Strumming Pattern For Riptide On Ukulele 

Riptide has a very recognizable rhythm and the focal point is to get the rhythm right. If you do so, you’re very close to playing the whole song in no time. The strumming pattern for Riptide is down-down-up-down-up followed by its repetition. All you need to focus on to keep your hands moving up and down even when you’re not strumming the instrument. You need to think in a different way regarding the strumming pattern of this if you want to get it right. If you do so correctly, there won’t be any difference in your hand motion between the actual strum D D UDU and DUDUDUDU. 

While you try to achieve that, make sure that the timing is right. To help you understand the distinction between the two find the portrayal of the actual strum and the motion below. 

Actual Strum:  D     D        U D U

Motion:            D U D U D U D U

In the original pattern, there’s a gap at every point you don’t strum but that shouldn’t stop you from continuing the hand motion (as shown above) otherwise the song will sound all wrong. Therefore, the ukulele notation should look like this:


In Riptide, it’s suggested to go for a thin pick up as opposed to your finger for strumming or that’s what at least seems to be done by Vance Joy himself. With that being said, do not get overwhelmed to perfect it the first time (or even the first few times). With any musical instrument, the output gets better over time if you’re utilizing the right techniques and patterns. 

A tip to produce the perfect sound is to not hit the strings in every strum. Instead, you should try to keep your hand closer to your body when you’re hitting the string, and further away from your body when you’re not strumming. 

Song Structure 

Riptide has a relatively easy song structure in comparison to the other common songs played on a ukulele. With just the repetition of chords Am, G, and C, the song follows the same pattern pretty much throughout the song until the song reaches the end part where the chord F is incorporated as well. 

The Difference Between the Actual Ukulele Sound Output and the Recording 

The chord in the recording is A#m, therefore to match the pitch while playing ukulele the chords need to be A#m, G#, C#, and F#. You can either do this by using a capo or tune down way down to match the pitch of the recording. 

In the option where you can utilize the capo, you should do so on fret 1 or tune-up half a step by achieving the same output which is G#-C#-F-A#. In this case, the output will match the recording if you just for the easy Am, G, C, and F. 

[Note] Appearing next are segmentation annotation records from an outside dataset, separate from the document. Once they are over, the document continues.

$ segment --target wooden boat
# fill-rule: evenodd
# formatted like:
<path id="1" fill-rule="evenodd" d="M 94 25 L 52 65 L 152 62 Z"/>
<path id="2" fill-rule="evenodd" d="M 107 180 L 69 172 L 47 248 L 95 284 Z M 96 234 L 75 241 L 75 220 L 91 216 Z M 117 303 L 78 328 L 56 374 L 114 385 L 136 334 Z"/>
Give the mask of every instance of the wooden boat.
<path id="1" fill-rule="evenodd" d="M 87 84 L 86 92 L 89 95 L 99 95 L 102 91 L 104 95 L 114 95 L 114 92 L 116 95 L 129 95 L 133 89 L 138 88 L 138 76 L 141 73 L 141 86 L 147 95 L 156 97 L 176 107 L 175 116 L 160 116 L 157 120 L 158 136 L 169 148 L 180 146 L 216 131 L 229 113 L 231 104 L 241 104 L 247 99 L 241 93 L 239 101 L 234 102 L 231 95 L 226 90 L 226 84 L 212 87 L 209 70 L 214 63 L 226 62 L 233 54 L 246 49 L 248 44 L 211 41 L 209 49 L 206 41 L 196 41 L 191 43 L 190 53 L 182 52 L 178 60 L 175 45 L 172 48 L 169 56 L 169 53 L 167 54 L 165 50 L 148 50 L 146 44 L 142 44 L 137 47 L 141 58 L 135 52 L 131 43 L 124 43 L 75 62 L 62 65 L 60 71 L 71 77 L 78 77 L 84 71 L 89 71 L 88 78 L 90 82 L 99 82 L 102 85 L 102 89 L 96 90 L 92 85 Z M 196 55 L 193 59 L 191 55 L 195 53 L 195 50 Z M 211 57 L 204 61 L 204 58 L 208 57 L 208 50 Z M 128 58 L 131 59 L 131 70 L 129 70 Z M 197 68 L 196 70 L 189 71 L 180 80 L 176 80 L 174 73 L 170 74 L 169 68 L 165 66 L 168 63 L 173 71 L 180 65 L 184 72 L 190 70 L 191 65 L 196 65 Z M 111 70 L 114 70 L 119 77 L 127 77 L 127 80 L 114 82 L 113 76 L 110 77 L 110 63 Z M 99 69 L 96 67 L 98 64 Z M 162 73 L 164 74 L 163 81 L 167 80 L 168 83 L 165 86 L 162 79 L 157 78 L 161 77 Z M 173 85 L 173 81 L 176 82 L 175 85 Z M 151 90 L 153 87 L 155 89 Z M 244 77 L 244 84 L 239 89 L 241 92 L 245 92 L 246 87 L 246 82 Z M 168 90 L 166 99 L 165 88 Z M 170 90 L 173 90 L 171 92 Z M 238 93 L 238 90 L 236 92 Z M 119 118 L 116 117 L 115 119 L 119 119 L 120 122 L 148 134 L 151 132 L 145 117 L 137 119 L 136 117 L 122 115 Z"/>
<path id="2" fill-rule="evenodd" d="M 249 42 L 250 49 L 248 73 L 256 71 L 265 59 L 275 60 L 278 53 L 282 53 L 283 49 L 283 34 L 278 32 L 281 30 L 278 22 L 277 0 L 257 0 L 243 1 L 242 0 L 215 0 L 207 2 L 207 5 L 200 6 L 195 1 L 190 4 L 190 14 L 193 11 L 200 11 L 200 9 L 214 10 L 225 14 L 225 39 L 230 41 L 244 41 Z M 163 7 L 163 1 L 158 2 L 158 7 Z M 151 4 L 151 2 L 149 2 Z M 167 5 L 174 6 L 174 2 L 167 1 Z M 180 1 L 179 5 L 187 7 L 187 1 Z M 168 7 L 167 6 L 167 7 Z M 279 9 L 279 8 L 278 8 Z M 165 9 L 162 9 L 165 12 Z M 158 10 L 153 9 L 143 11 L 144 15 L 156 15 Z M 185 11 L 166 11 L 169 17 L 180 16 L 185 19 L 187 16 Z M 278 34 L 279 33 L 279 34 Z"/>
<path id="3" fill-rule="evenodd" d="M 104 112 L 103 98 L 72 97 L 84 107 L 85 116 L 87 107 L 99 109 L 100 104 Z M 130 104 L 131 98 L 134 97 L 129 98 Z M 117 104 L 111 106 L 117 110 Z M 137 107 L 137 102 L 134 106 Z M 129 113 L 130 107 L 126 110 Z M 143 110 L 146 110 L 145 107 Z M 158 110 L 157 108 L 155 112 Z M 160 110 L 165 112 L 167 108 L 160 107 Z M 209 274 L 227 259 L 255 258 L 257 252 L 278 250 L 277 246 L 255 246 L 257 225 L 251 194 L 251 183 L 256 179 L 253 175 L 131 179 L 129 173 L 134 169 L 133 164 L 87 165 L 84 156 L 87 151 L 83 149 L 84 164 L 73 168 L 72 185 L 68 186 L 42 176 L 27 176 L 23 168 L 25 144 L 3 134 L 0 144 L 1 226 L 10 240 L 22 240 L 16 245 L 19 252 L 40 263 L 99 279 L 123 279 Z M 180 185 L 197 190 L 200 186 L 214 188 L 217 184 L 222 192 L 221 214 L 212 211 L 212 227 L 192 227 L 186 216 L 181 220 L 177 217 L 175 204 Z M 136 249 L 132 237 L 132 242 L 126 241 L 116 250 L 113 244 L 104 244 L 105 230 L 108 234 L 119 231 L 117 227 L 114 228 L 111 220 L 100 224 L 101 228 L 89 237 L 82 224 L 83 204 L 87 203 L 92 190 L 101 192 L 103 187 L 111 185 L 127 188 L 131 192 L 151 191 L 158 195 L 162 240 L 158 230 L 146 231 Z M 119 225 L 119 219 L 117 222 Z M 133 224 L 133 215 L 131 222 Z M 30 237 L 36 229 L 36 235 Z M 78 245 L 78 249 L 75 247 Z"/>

On the other hand, you can go for the route Vance used in the recording. What you can do to achieve that is tune way down to a major third interval from the standard GCEA. So it should look like D#-G#-C-F or Eb-Ab-C-F. This is going to help you create a low sound that is correctly in sync with the original recording of the song. 

The Breakdown Riff Picking Tab 

According to the two methods used above, the first one uses high-G tuning which incorporates the open G-string which creates a ringing sound. The other option goes for low-G tuning which is ideal for low-G ukulele. Understanding the difference between the two and adapting the tuning will help you achieve what Vance creates in his song which is high-G tuning even though it’s toned down.  In this case, the ukulele should be tuned to Eb-Ab-C-F. 


If you are a beginner in playing the ukulele it’s always ideal to start with a song that has limited chords and Riptide is a great option. Not only is it a feel-good song but it creates sounds that make it seem like it’s a lot tougher to achieve with just four chords. We are positive that by following this article, you’ll be able to ace Riptide on the ukulele in no time.